The opening round of the NFL Draft saw a slight dip in viewership from a year ago.
Last Thursday’s opening round of the NFL Draft averaged 13.2 million viewers across ABC, ESPN, NFL Network and several digital platforms — a figure that combines Nielsen, Adobe Analytics and average minute audience data from YouTube, X and TikTok — down slightly from 13.6 million last year, when Shedeur Sanders’ fall down the draft board was the dominant story.
Officially, this year’s audience trails only last year and 2020 — when the Draft was one of the only live sportscasts for weeks — as the largest on record for the NFL Draft. Note that Nielsen did not begin including out-of-home viewing in its estimates until 2020, only began doing so in 100 percent of markets a year ago, and is mere months into a new methodology that combines its traditional panel with “Big Data” from smart TVs and set-top boxes. Those changes will generally skew historical comparisons.

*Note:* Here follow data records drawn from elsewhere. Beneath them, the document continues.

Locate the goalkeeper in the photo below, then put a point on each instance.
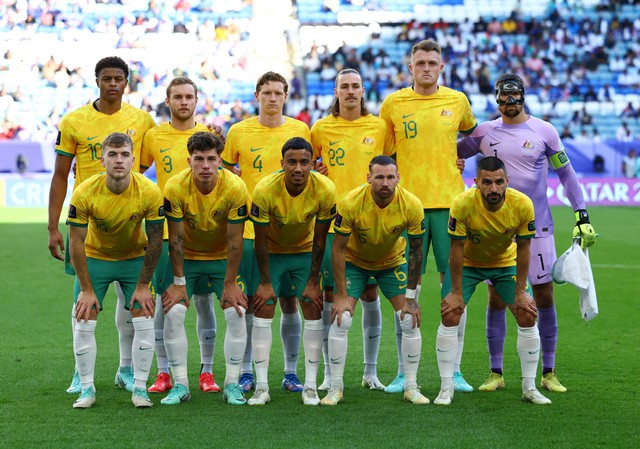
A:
(528, 145)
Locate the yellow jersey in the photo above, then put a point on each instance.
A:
(257, 149)
(82, 131)
(376, 241)
(347, 146)
(205, 217)
(115, 220)
(425, 130)
(291, 220)
(490, 235)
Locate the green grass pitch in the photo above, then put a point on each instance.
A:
(596, 360)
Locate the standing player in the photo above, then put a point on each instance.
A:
(483, 225)
(80, 135)
(292, 210)
(528, 145)
(166, 145)
(425, 120)
(107, 244)
(346, 140)
(255, 144)
(206, 208)
(369, 243)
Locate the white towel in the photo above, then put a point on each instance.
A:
(574, 267)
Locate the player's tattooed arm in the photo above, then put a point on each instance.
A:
(415, 261)
(152, 253)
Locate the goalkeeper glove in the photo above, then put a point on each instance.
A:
(583, 230)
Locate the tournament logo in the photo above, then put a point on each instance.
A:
(452, 224)
(528, 145)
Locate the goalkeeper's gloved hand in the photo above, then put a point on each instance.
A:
(583, 230)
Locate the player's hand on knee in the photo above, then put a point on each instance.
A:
(338, 307)
(56, 245)
(412, 307)
(173, 295)
(583, 229)
(85, 302)
(142, 295)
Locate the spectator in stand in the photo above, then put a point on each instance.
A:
(630, 164)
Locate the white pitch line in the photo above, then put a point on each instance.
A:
(605, 265)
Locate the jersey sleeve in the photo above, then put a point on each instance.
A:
(173, 206)
(146, 153)
(260, 207)
(66, 142)
(415, 224)
(155, 209)
(468, 122)
(230, 156)
(327, 210)
(527, 228)
(239, 210)
(78, 210)
(457, 225)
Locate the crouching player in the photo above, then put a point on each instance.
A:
(483, 224)
(108, 245)
(368, 243)
(206, 208)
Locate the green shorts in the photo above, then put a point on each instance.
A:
(289, 273)
(250, 272)
(68, 266)
(392, 281)
(503, 279)
(207, 276)
(104, 272)
(163, 276)
(326, 270)
(436, 222)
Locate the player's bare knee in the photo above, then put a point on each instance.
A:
(288, 304)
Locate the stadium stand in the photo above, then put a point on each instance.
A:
(575, 56)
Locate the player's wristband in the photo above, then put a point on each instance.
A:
(179, 280)
(582, 217)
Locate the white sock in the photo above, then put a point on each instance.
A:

In addition to the standard Nielsen-related caveats, it might go without saying that sports viewership figures traditionally do not include platforms like YouTube, X and TikTok. Those figures are for the Pat McAfee “Draft Spectacular,” which took place for a seventh-straight year. (It is unclear how many of those prior McAfee simulcasts would be included in previous Draft viewership figures.)
It is thus even more difficult than usual to make an apples-to-apples comparison to past years. For example, the first round of the 2014 NFL Draft averaged 12.4 million viewers without out-of-home viewing, “Big Data,” social media metrics or broadcast television simulcasts. It is a borderline lock that all things being equal, viewership would have been higher then than now.
The same could be said of other years — like 2018 (11.2M) or 2019 (11.1M) — that did not benefit from the methodological changes and multi-platform presentations that have helped fuel sports viewership in recent years.
A breakdown of Draft viewership by network and platform was not immediately available.